News that our great nation is urgently in need of a national anthem has struck a chord amongst the staff and assorted literary aficionados at Aberdeen Voice, with many perceptive and pertinent suggestions put forward to replace our present national dirge. Dave Watt chairs the adjudication panel
Suggestions have varied from such musical phenomena as Hoots Mon, There’s a Moose Loose Aboot This Hoose by Lord Rockingham’s XI to Tang Dynasty’s heavy rock version of The Internationale.
The suggestion that the country might be represented by Frank Zappa’s Brown Shoes Don’t Make It, which contains the stirring lines –
I’d like to make her do a nasty
On the White House lawn,
Smother my daughter in chocolate syrup
And boogie ’till the cows come home
– was probably a bridge too far, as well as not being likely to do very much for international relations. Mind you, hearing 60,000 people singing it at Hampden would be quite a mind-bending experience.

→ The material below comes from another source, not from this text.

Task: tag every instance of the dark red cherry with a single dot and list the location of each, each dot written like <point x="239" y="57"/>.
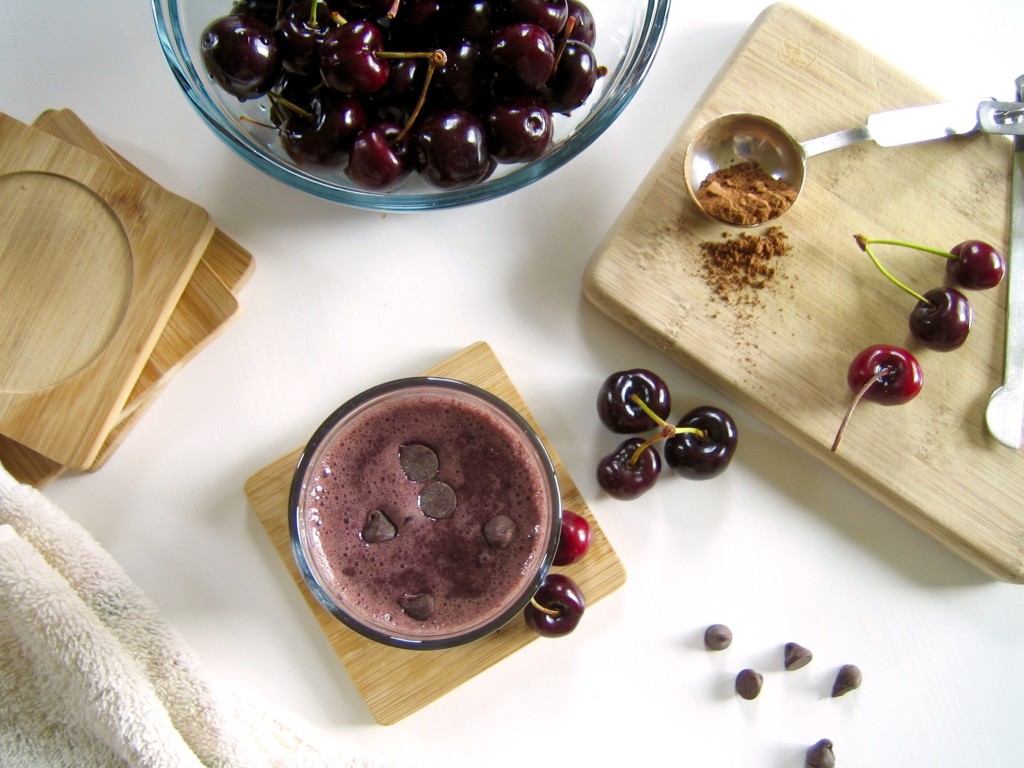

An alternative Corries’ song, Scotland Will Flourish, looks to be a good front runner with First Minister Eck quoting from it in a couple of his speeches lately. At least it’s a bit livelier than the dirge-like Flower of Scotland, which I suspect will be another contender.
Another possibility is Hamish Henderson’s 1960 song, Freedom Come All Ye, which is quite a nice tune but is done in such broad Scots as to be almost unintelligible. That is to say, despite having been born here and living in the bloody place for over half a century, there are still words in it I need subtitles for.
A definite non-front runner is the even-more-dirge-like-than-Flower of Scotland, God Save The Queen which apparently is still the official anthem. God Save The Queen was originally German – a bit like the Royal family really – the tune being sung as the Prussian Heil Dir Im Seigerkranz until the catchy present Jock-bashing version was rush-released on the Cumberland label after Culloden.
It was played before Scottish rugby matches until the mid-seventies and, football-wise, some grovelling gong hunters at the SFA kept it going until the eighties, despite the crescendo of booing at Hampden reaching ear-splitting proportions. Its last materialisation was possibly before Scotland’s 3-1 humping by Argentina at Hampden in June 1979. Its only competitor in the unpopularity stakes I can remember was in Edinburgh during the height of the anti-Poll Tax campaign when a visiting orchestra at the Festival thought they would please their hosts by a spirited rendition of Land of Hope and Glory. By the time Sandra and I left, chairs were being thrown on the stage.
The final front runner, Scotland the Brave – words by Cliff Hanley – replaced God Save The Queen in time for the World Cup Finals in 1982, despite some heavy duty mumping by Thatcher and the Daily Mail who referred to our dumping it as ‘an insult to the monarchy’ -obviously unaware that the whole notion of monarchy is an insult to human intelligence.